After Paraguay became independent, significant change occurred in Asunción. Under the rule of Gaspar Rodríguez de Francia roads were built throughout the city and the streets were named. However, during the presidency of Carlos Antonio López Asunción saw further progress as the new president implemented new economic policies. More than 400 schools, metallurgic factories and the first railroad service in South America were built during the López presidency. After López died, his son Francisco Solano López became the new president and led the country through the disastrous Paraguayan War that lasted for five years. After the end of the armed conflict, Brazilian troops occupied Asunción until 1876. Many historians have claimed that this war provoked a steady downfall of the city and country, since it massacred two thirds of the country's population. Progress slowed down afterwards, the economy stagnated. After the Paraguayan War, Asunción began a slow attempt at recovery. Towards the end of the 19th century and during the early years of the 20th century, a flow of immigrants from Europe and the Ottoman Empire came to the city.
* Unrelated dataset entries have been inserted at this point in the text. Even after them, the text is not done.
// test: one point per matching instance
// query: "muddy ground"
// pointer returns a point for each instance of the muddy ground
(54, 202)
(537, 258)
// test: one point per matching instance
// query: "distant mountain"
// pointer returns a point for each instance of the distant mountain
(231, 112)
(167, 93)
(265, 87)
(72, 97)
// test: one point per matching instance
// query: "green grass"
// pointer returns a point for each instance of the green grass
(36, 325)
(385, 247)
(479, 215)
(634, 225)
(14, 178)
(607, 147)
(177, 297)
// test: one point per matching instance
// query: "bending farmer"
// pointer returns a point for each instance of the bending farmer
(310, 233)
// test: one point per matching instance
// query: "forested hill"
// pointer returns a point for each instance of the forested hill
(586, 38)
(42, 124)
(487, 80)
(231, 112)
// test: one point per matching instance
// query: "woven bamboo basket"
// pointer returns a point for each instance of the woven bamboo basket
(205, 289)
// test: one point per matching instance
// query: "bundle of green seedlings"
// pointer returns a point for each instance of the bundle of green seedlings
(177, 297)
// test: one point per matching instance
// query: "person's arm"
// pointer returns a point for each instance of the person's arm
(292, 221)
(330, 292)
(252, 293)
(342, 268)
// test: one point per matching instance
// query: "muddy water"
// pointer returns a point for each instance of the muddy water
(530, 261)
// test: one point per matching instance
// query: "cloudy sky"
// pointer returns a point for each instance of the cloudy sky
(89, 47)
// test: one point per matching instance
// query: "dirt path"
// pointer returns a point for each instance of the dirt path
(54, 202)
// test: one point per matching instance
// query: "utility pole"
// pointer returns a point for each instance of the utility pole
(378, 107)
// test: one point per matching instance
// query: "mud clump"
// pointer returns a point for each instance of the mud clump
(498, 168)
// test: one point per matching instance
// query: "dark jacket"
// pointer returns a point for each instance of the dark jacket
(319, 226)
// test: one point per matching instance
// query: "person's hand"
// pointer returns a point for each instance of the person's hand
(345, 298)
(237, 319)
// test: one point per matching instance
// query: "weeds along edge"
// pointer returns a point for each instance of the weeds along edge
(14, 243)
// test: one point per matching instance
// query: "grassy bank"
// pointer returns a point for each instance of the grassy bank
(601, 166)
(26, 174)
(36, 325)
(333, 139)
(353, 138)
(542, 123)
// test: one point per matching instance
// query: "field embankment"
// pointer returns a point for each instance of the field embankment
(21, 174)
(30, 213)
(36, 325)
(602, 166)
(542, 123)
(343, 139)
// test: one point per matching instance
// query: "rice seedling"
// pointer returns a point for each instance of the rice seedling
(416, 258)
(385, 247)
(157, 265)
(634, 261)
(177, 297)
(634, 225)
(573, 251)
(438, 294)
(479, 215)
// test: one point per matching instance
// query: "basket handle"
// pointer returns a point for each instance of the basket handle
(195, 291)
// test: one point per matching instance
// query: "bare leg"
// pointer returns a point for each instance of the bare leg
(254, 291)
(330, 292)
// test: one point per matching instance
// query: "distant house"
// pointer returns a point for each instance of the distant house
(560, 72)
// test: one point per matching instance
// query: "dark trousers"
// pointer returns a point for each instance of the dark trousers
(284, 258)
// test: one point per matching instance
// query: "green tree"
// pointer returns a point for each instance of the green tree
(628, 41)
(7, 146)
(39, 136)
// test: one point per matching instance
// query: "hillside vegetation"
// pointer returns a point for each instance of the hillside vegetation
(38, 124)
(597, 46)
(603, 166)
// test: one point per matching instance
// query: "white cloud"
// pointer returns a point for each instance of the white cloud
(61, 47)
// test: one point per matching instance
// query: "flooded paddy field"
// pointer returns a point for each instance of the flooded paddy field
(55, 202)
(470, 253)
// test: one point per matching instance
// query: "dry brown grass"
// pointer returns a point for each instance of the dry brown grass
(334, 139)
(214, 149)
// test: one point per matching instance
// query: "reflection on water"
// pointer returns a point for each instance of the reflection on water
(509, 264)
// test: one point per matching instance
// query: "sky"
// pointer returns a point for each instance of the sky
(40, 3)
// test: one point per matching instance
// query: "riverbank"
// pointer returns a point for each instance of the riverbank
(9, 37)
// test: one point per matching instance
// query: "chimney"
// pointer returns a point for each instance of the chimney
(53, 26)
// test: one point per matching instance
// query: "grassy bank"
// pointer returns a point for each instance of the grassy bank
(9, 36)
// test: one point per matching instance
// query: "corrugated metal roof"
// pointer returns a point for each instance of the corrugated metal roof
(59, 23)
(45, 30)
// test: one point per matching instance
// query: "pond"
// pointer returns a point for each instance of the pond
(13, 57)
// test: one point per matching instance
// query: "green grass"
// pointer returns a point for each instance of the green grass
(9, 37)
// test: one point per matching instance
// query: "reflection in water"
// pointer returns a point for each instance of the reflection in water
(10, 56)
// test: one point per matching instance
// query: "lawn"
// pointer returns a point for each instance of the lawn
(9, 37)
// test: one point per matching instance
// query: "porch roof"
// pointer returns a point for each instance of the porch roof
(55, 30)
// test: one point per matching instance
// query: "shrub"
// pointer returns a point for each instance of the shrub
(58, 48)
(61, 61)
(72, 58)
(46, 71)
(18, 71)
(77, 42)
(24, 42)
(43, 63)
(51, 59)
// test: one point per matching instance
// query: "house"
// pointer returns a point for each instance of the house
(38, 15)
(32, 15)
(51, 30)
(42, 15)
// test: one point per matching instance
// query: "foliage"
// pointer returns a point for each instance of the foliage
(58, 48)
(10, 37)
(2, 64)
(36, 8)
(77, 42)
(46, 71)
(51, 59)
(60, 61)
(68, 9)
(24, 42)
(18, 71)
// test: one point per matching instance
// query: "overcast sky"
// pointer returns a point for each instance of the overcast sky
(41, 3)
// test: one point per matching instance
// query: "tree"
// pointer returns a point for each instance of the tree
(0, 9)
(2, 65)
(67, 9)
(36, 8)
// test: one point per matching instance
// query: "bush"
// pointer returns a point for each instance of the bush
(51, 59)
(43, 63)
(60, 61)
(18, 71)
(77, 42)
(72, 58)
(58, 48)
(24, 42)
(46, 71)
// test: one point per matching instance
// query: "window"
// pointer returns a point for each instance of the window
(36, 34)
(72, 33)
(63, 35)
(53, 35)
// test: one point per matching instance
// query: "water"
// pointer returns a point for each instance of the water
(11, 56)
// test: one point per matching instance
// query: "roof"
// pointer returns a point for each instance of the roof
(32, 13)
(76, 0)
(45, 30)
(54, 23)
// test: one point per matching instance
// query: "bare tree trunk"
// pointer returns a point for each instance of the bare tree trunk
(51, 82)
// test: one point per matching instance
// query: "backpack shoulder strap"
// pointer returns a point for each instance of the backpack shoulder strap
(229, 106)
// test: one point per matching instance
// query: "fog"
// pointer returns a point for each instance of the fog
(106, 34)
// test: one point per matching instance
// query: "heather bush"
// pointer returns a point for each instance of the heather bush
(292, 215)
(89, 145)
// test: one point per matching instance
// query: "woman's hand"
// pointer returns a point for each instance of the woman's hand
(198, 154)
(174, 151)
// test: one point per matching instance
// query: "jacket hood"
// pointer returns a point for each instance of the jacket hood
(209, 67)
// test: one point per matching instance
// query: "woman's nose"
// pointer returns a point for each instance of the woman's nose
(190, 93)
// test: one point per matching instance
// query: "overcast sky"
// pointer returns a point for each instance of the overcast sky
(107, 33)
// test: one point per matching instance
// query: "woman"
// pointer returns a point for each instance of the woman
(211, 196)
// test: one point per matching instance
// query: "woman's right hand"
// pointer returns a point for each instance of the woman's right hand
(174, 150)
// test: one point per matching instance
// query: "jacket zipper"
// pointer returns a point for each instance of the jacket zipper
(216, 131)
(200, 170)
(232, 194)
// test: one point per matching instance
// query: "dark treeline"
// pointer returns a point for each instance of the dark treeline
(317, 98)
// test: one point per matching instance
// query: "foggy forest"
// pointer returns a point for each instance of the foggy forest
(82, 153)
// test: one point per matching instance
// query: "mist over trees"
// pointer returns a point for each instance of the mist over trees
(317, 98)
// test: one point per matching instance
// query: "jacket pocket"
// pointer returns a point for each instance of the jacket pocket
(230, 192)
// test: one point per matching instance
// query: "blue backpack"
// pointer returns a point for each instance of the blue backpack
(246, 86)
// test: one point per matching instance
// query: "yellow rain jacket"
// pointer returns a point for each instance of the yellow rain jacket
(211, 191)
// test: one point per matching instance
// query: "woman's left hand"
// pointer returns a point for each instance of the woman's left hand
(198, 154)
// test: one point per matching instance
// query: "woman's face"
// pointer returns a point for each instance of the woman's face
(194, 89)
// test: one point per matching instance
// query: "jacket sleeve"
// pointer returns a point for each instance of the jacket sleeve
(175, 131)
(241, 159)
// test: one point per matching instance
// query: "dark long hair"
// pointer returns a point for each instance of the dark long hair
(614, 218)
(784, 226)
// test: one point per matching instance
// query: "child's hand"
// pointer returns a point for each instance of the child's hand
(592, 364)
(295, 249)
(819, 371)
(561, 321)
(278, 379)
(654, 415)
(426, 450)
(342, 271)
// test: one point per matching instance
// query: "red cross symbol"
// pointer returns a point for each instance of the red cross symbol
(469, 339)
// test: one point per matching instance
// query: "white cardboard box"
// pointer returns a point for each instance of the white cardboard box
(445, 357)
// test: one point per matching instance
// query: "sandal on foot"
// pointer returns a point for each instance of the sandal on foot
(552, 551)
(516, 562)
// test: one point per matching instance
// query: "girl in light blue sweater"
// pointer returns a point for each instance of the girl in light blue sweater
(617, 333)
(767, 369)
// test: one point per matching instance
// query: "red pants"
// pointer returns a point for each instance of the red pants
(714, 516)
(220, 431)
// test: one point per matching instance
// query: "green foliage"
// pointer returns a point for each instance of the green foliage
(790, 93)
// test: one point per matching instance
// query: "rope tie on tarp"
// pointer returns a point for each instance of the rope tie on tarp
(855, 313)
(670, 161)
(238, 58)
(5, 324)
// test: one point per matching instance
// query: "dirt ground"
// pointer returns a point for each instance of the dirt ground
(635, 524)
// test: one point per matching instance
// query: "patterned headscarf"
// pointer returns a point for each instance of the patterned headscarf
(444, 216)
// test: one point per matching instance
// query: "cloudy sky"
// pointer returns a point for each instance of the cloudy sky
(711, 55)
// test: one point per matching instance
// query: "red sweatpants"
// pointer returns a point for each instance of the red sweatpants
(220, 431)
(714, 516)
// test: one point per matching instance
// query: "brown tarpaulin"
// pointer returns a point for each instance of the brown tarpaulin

This led to a change in the appearance of the city as many new buildings were built and Asunción went through an era more prosperous than any since the war. Asunción is located between the parallels 25° 15' and 25° 20' of south latitude and between the meridians 57° 40' and 57° 30' of west longitude; the city sits on the left bank of the Paraguay River at the confluence of this river with the River Pilcomayo. The Paraguay River and the Bay of Asunción in the northwest separate the city from the Occidental Region of Paraguay and Argentina in the south part of the city; the rest of the city is surrounded by the Central Department. With its location along the Paraguay River, the city offers many landscapes. Places such as Cerro Lambaré, a hill located in Lambaré, offer a spectacular show in the springtime because of the blossoming lapacho trees in the area. Parks such as Parque Independencia and Parque Carlos Antonio López offer large areas of typical Paraguayan vegetation and are frequented by tourists.